A Multiple Winding Transformer can be defined as the one which has more than one primary or secondary windings connected to each other in some special type of configuration in order to provide the required output voltage levels or drive a number of loads at the output.

This can be referred to as one special characteristic of the transformer, as transformers are quite versatile devices and usually much advanced operations need to be accomplished with them rather than driving merely one output from a single primary coil.

Multiple Winding Transformers are also known as “Multiple Coil Transformers” or “Multi Wound Transformers”.

Principle of a multiple winding transformer

The operating principle of a multiple winding transformer is exactly similar to that of a simple transformer having one primary winding and providing magnetic flux to its one and only secondary coil at the output. If there is more than one coil at the input terminal, all of them will be given the alternating source voltage in the similar fashion, and would be linked through one and the same iron core to the two or more secondary coils at the output. In this way, an alternating magnetic flux would also be produced in all of the secondary coils, which mostly is equal in magnitude, and the voltage can also be obtained according to the requirements. For example, a multi wound step up transformer can be made, and so a step down transformer also.

If we want to drive more than one output, i.e. if we have a number of loads, then the transformer can still be connected such that secondary winding is divided into number sub windings, each driving an independent load at its ends.

The thing that should be noted here is that, since all the coils primary are connected through a common iron core to their secondary coils, so due to Faraday’s Law of Mutual Induction, each individual sub coil would have the same number of voltage per turn, that is, its ratio of primary turns to secondary would still be equal to the ratio of primary voltage to secondary voltage, as for a usual transformer.

NP / NS = VP / VS

Multiple Winding Transformers

So each secondary coil produces the amount of voltage which is directly proportional to its number of turns, since all the coils are electrically isolated and magnetically linked to each other, and to the primary coil as well.

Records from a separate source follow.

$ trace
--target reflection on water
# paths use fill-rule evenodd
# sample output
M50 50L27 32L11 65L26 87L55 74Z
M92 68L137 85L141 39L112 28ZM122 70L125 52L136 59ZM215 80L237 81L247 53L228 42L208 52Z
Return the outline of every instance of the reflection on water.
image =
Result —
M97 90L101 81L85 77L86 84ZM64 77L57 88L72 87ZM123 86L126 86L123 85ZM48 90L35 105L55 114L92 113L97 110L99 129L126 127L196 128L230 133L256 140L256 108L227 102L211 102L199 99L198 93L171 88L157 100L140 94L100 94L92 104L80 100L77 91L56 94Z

As in the above figure, the two individual primary coils can be connected in series with each other to give a higher primary supply voltage, or the same thing can be done at the other end by connecting the two separate secondary windings in series with each other to achieve a higher supply voltage at the output instead of two individual small voltages. Such Connections will be known as Series connections of the windings.

Similarly, the two or more windings can be connected in Parallel as well to achieve lower voltages but higher currents, as we know that the voltage remains the same in parallel, but the current adds up. Other than these two configurations, the coils can be used as they are in the above figure to drive two individual circuits.

Another configuration of multiple windings is the center tapped transformer in which just the secondary winding is divided into two windings exactly at its center point such that we can get two equal and opposite voltages, with the center point marked as neutral. So a number of configurations can be used to achieve the desired voltage and current levels, or to drive multiple output circuits.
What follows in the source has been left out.